Life is Hard

This is a thoughtful, personal and wise book that tackles the human experiences of infirmity, loneliness, grief, failure, injustice, absurdity and hope through a philosophical lens. 

Setiya draws on the great philosophers of the ages, not always siding with them, pitting them against each other, questioning their assumptions and the social context which informed their work.

Most illuminating for me is his treatise on pain and infirmity. He himself suffers from chronic pain. He may have good days or peaceful stretches but the pain will never be gone for good. It will rear up again, debilitating, blocking access to any peace or happiness in his mind and he must simply do his best to manage it and to carry on living.

He digs into the idea that we feel through our bodies, they are the interface through which we experience the world. Without pain, the body does not draw attention to itself. “As we relax into our bodies, they disappear, becoming a transparent interface… Pain draws us back to our corporeality.”

Yet, when there is pain, it draws attention to itself, “taxing our capacity to engage with the world.” As he notes, “pain isn’t just bad in itself; it impedes one’s access to anything good.” We desperately look forward to when the pain will be gone, and how much we will be grateful and conscious of our pain-free body. That is the opposite of what happens. “For almost as soon as pain is gone, the body recedes into the background, no longer drawing focus, and the anticipated bliss dissolves.” His metaphors bring a visceral clarity as he notes that “attempting to dwell on the absence of pain is like turning on the lights to see the dark.” 

He gently reminds us that we will all experience pain. If not now, then in old age. It is unavoidable.
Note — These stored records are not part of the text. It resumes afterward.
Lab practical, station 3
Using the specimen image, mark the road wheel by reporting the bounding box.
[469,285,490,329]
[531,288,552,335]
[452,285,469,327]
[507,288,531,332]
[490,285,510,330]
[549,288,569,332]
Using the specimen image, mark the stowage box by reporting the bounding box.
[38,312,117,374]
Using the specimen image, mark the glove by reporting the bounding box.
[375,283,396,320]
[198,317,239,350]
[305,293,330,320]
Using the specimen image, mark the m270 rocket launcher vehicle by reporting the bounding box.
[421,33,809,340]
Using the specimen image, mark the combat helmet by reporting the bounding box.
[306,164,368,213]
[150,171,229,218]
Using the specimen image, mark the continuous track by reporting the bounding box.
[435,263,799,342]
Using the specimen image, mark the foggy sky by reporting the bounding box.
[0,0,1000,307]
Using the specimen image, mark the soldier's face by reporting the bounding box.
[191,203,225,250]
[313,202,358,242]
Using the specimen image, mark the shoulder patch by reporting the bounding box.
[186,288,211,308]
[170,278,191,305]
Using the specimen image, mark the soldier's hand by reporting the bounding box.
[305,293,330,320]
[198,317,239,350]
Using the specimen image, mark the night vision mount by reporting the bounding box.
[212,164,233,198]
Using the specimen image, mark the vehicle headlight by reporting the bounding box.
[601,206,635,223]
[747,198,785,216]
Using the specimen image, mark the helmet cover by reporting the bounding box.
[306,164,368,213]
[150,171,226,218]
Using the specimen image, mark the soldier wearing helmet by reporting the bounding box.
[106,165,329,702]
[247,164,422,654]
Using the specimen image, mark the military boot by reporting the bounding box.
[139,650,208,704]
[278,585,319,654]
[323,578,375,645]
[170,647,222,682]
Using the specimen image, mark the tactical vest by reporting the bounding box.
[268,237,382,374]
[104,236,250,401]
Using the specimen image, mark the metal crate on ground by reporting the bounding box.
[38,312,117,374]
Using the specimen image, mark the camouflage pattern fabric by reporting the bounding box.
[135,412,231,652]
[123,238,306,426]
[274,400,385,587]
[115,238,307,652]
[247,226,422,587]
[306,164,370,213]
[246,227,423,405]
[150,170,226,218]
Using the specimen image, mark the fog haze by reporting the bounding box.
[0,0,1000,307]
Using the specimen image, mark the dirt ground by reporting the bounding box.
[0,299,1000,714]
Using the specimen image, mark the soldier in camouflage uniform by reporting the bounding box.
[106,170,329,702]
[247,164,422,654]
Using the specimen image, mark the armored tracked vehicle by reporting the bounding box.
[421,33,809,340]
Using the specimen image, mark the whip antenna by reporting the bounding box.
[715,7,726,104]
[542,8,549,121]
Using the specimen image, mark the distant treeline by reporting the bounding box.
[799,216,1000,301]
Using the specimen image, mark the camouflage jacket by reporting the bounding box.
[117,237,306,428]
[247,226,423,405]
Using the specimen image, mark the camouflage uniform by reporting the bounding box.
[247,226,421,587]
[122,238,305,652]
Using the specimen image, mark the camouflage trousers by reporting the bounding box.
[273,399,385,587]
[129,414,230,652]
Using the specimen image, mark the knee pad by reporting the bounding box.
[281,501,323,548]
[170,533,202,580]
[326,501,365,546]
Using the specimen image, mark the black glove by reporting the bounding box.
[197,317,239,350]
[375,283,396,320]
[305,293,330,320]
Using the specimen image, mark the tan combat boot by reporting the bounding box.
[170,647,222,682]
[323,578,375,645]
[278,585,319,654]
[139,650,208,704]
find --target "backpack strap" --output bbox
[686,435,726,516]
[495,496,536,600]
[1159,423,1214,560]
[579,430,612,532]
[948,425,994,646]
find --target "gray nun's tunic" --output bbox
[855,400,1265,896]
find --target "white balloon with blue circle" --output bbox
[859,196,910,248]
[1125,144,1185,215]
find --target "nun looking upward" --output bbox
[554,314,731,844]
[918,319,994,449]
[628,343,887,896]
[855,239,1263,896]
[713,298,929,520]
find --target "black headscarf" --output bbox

Once we accept that fact, we can have compassion for the pain of others. Throughout, his own story is visible but not overwhelming. It provides the thread that allows us to understand why he seeks answers. He outlines thought experiments and proceeds to unpack them and turn their premise on the head. He draws a line from these to real-world scenarios, such as is it better to fund research into the cure for an ailment that affects a majority versus a rare disease that affects a minority? Where does one draw a line?

From here, he dives into loneliness. The health repercussions of chronic loneliness are well-documented. Setiya arrives at this conclusion, “the way out of loneliness runs, ironically, through the needs of other people. It is about attending to them, not how they relate to you: concern for a potential friend, not a potential friendship.” 

Again, his real-world applications look at how truly debilitating solitary confinement in prisons is and his stories about social programs that seek to reduce loneliness in communities are inspiring highlights. 

An  important and beautiful point he makes is about one of degrees. Connection forms in tiny moments, incremental first, that then broaden and thicken into friendships, relationships and communities. On the practical front, “listening by itself may be enough to forge connection. Doing it well takes courage and resilience. It can be a long, hard path from friendly greetings to close friendship. That path is paved with volunteer work, evening classes, amateur sports. It is paved by invitations offered, silences endured – an exposure of need that may be frightening and touched with shame. To overcome loneliness is to open oneself to others when what is opened is a wound.”

Grief, he notes, is deeply personal and lonesome. In the journey through grief, we must come to the point where we realise is our grief is not everyone’s grief. Anyone who can’t imagine how the world carries on living and laughing after our personal loss will know this feeling. Where do traditions and rituals have a place and what good do they do? What happens in their absence, as was the case for millions during the pandemic.

He addresses the different types of grief including “‘relational grief’, which marks a fractured relationship, grief at the harm that befalls someone who dies; and grief at the sheer loss of life. These forms of grief may interact and coincide but they are not the same.” He even takes on the school of stoicism and its perspective on grief. Can it make us immune? Where and how does it fall short?

In his exploration of failure, he looks to the idea of living well. Do we strive to be happy – that is largely pointless. What do we mean by living well? Isn’t it a wide enough concept to include many ways of living? That people have come to be classified as failures, rather than an action, event or a project, is a function of a moment in history, Setiya tells us.

A life is long and takes a circuitous path and is not pre-designed to move in a particular direction. These lessons are comforting and freeing.

After spending time on the personal, he asks the bigger questions such as what of the fact that we exist at all?

If philosophers and philosophy can feel removed from everyday life, Setiya bridges the gap between theory and the deeply personal. He engages in conversation with the writings of the philosophers and holds his own. Many of the discoveries in these pages become nuggets that help live better each day. It is difficult to broach these subjects or to even think rationally about them but he demystifies subjects that can be overwhelming. Life is indeed hard but Setiya guides us with a firm hand and comforting voice.